Page MenuHomePhabricator

Access to aggregate User Agent statistics
Open, MediumPublic

Description

I asked about this on IRC, and joal suggested that I file a ticket. I am interested in getting routine access to aggregate User Agent data to support a script for CheckUsers. The idea is that when using CheckUser, this script would annotate the useragent results with the prevalence of that UA in the past $time_period (initial thought is three months), so they might see a UA of Mozilla/5.0 (Windows NT 10.0; Win64; x64; rv:93.0) Gecko/20100101 Firefox/93.0 and an annotation of "5% of all WM traffic in the past three months had that useragent". I recognize that UAs are PII, but all CheckUsers have signed the ANPDP (though not the full NDA) and deal with UAs very frequently. The use case here is that by seeing the prevalence of a useragent, a CheckUser can make a more informed decision about how unique it is - if a given UA shows up a lot, then it's a less useful fingerprint for comparing two users.

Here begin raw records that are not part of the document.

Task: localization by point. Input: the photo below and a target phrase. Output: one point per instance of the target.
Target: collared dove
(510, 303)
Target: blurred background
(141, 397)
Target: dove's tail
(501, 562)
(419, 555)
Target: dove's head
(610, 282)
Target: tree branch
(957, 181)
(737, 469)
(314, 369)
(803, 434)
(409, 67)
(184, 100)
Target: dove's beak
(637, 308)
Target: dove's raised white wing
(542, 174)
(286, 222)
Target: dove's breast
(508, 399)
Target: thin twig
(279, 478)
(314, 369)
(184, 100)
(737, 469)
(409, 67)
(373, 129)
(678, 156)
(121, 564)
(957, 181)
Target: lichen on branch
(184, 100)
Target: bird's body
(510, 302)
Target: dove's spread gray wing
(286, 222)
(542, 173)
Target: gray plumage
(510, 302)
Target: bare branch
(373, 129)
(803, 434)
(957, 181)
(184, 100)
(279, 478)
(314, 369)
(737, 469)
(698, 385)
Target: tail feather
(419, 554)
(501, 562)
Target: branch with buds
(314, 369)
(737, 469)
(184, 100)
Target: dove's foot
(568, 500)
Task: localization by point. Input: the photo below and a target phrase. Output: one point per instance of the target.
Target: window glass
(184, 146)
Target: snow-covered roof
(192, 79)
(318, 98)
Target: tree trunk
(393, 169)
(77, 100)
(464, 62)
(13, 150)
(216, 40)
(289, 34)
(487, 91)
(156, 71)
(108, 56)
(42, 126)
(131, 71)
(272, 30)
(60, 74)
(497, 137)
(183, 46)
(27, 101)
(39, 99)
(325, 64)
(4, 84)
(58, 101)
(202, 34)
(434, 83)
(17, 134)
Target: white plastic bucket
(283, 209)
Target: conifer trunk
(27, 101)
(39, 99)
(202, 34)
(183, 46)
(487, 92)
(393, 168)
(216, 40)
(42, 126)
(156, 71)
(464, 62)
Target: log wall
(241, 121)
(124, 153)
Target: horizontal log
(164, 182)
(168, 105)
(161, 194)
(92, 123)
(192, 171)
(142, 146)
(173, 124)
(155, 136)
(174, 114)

I imagine that I would set up some kind of API endpoint on Toolforge that CUs could use my theoretical userscript to make these queries against, and that access would be protected by API keys only granted to checkusers. I have two ways I'd suggest that I get the data:

  • My tool would have direct access to whatever backend database has U data, and would periodically generate the statistics I'm looking for (not sure if this is possible from Toolforge?)
  • An analytics query could generate the statistics and the results could be handed over to me periodically (something like https://analytics.wikimedia.org/published/datasets/periodic/reports/metrics/browser/, but with the full UAs instead of browser + OS)

If it would help with data privacy, the data could be scrubbed so that useragents below a certain threshold (either raw number of hits or % of total hits) are excluded from the dataset. We would probably also want to filter automated traffic out, but I'm not certain of that. My experience is entirely with CU data, which comes from logged actions rather than browsing, and so I'm not sure how the browsing traffic will compare.

This is my first time requesting anything involving non-public analytics data, so I could be making some wildly off-base assumptions or something; corrections are welcome. Thank you!